O que se questiona é que dada a sofisticação desses algoritmos se uma simples marola pode ser interpretada por eles como um tsunami a caminho, e isso pode provocar mudanças significativas nos investimentos e nas ordens de compra e venda daquele momento, sem falar no impacto sobre o valor das empresas.
Com grandes poderes vêm grandes responsabilidades. A IA é poderosa, mas também precisamos ter certeza de que podemos confiar nela, assim como um jogador confia em seu parceiro de equipe. Se a IA cometer um erro, pode ser algo grande, afetando muitas pessoas. Por isso, é vital que os programadores (os criadores dos algoritmos) estejam sempre atentos, aprimorando a IA para que ela seja não só inteligente, mas também segura e confiável.
A questão da estabilidade algorítmica centra-se em como gerenciamos e regulamos a tecnologia financeira. Uma maior estabilidade algorítmica exigiria sistemas robustos, testes rigorosos e simulações de cenários extremos, bem como uma supervisão regulatória que acompanhe a evolução da tecnologia.
Num mundo que acena para instabilidades geopolíticas em curto e médio prazo, os algoritmos financeiros exercerão cada vez mais poder sobre o fluxo do capital financeiro e sobre nossas vidas.
Já vimos especialistas como o CEO da BlackRock, Larry Fink, destacando a importância da IA na gestão de risco e na personalização de serviços financeiros para clientes.
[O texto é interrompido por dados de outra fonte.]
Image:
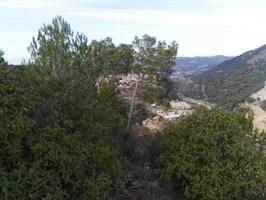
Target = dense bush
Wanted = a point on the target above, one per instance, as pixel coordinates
(215, 154)
(55, 143)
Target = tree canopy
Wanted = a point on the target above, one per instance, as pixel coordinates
(215, 154)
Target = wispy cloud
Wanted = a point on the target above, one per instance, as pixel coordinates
(27, 4)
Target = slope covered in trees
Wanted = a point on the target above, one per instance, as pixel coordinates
(192, 66)
(63, 130)
(233, 81)
(215, 155)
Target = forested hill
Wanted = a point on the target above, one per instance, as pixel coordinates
(194, 65)
(232, 81)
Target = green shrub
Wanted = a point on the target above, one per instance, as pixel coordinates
(216, 155)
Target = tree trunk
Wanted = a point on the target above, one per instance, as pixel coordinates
(132, 105)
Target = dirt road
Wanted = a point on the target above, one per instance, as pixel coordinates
(259, 118)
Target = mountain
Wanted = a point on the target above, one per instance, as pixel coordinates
(190, 66)
(232, 81)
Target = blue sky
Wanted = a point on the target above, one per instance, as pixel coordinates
(201, 27)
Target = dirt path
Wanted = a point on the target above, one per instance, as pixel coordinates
(259, 118)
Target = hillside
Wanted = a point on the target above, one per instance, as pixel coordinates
(232, 81)
(190, 66)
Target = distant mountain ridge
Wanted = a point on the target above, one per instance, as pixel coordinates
(232, 81)
(194, 65)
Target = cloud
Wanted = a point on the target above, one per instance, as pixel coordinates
(27, 4)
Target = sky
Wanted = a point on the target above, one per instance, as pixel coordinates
(201, 27)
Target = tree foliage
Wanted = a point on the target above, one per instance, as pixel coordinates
(59, 138)
(2, 60)
(155, 60)
(215, 154)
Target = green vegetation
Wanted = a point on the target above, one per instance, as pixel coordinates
(233, 81)
(215, 154)
(156, 60)
(63, 127)
(263, 105)
(60, 139)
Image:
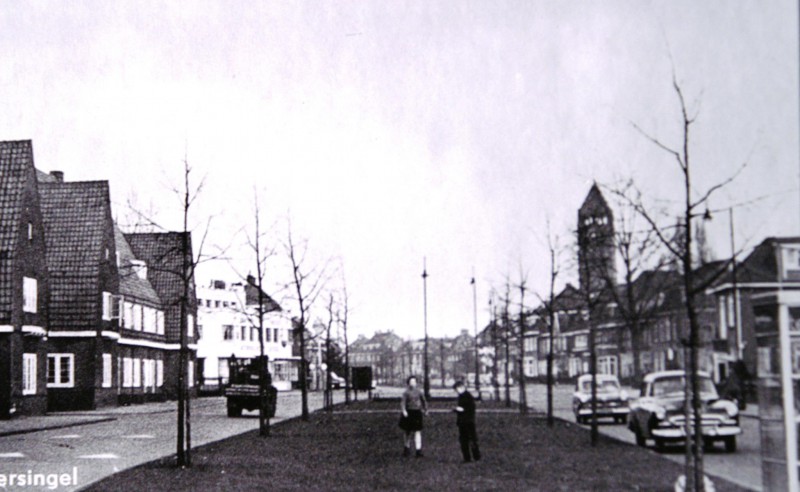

Em contrapartida, especialistas como Kai-Fu Lee, um pioneiro em inteligência artificial, advertem sobre os riscos de confiar excessivamente em algoritmos, que podem falhar em prever crises atípicas ou eventos de “cauda longa” no mercado.
Quando olhamos para o cenário global, vemos a União Europeia focando em regulamentações rigorosas para garantir a transparência e a ética, contrastando com o que vem acontecendo nos Estados Unidos, onde há uma ênfase maior na inovação e no desenvolvimento tecnológico. A China, por sua vez, tem feito grandes investimentos em IA para se tornar líder mundial no setor, aplicando a tecnologia em diversos aspectos do mercado financeiro, desde a avaliação de crédito até sistemas de negociação algorítmica.
Em suma, a evolução para um sistema financeiro mais estável e menos suscetível a crises abruptas como os flash crashes depende não apenas de avanços tecnológicos, mas também de uma governança e regulação adequadas.
A interseção entre finanças e tecnologia continua a evoluir, e a maneira como lidamos com essa evolução determinará se estamos caminhando para uma estabilidade algorítmica sustentável ou para um terreno instável que poderia levar a um colapso financeiro digital.